The Emirati businessman who has bought a stake in the controversial Israeli soccer club Beitar Jerusalem said on Tuesday that "the door is open" to adding Arab players to its roster, a step that would make the team the last in Israel to integrate its lineup.
Sheikh Hamad bin Khalifa Al Nahyan and his Israeli partner, Moshe Hogeg, both vowed to turn the team -- which has gained notoriety for its racist fans and ban on Arab players -- into a model of coexistence.
"We want to set an example to both nations that Jews and Muslims can work together," Al Nahyan said.
Beitar announced Monday that Al Nahyan had bought a 50% stake in the club, pledging to pump $90 million into the team in the coming decade.
Beitar has gained notoriety for a small core of hardcore fans known for shouting racist epithets. It is the only major Israeli club never to have had an Arab player.
Asked about his plans for the team, Al Nahyan, a member of the Abu Dhabi ruling family, told a news conference that "the door is open" to all players, regardless of of their religion or background. He says he wants to set an example that Jews and Muslims can work together.
"I have heard a lot about the change taking place in the club and the way things are going, and I am happy to take part in that," he said upon signing the deal.
Monday's announcement, following Israel's historic agreement to establish diplomatic ties with the United Arab Emirates earlier this year, upended one of Israeli soccer's most infamous and controversial traditions.
Beitar, loosely linked to Prime Minister Benjamin Netanyahu's Likud party, is one of the country's most storied franchises, winning 13 trophies and counting Israeli presidents and prime ministers among its fans.
But it also has drawn negative attention for being the only major club never to have an Arab player.
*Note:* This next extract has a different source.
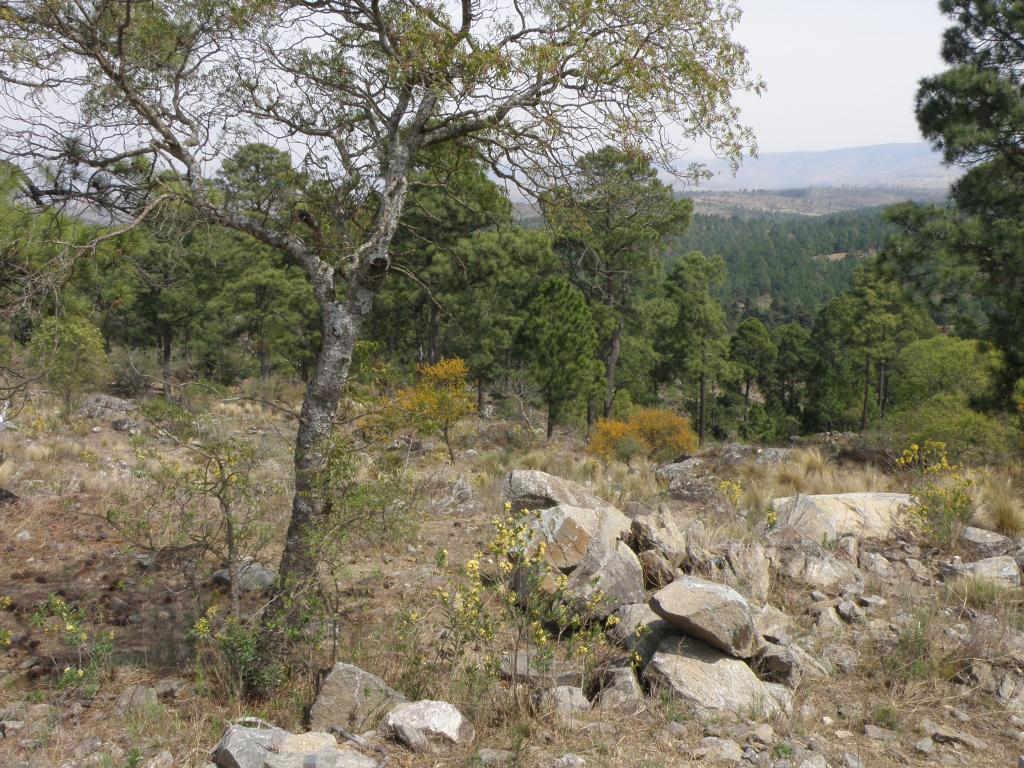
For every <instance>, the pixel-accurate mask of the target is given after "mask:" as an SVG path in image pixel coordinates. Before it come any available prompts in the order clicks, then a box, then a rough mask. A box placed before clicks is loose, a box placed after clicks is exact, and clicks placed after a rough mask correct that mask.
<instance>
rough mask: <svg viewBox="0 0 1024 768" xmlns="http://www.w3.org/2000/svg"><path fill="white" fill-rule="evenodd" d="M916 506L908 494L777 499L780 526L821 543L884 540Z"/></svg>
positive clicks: (802, 495) (807, 538)
mask: <svg viewBox="0 0 1024 768" xmlns="http://www.w3.org/2000/svg"><path fill="white" fill-rule="evenodd" d="M913 506H914V500H913V497H911V496H908V495H906V494H831V495H822V496H803V495H801V496H792V497H785V498H783V499H774V500H772V503H771V508H772V510H773V511H774V512H775V515H776V517H777V524H778V526H779V527H792V528H795V529H797V530H799V531H800V532H801V534H802V535H803V536H805V537H806V538H807V539H809V540H811V541H813V542H816V543H820V542H822V541H835V540H836V539H838V538H839V537H841V536H844V535H849V536H856V537H861V538H870V539H885V538H887V537H889V535H890V534H892V531H893V528H894V527H895V526H896V525H898V524H899V523H900V522H901V520H902V518H903V516H904V514H905V513H906V511H907V510H909V509H910V508H911V507H913Z"/></svg>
Israel's Arab minority makes up roughly 20% of the population, and Arab players star on rival teams and the country's national squad.
Club officials have in the past said their hands were tied by a hardcore base of fans who wield significant clout over personnel decisions. A small group of fans, known as La Familia, have been known to whoop like monkeys when an opposing team's player from Africa would touch the ball and chant "death to Arabs" toward opposing Arab players.
Both Hogeg and Al Nahyan said that such behavior would not be tolerated.
"I fought [racism] since my first day [at the club] and until the last," Hogeg said. "It does not deter us, and our potential partner is aware of this threat and it is part of the reason we must act to show that Muslims and Jews can do very beautiful things together without fear."
Asked about the possibility of adding an Arab player to the roster, Al Nahyan said: "Our door is open for all the talent, no matter what is his religion or wherever he comes from.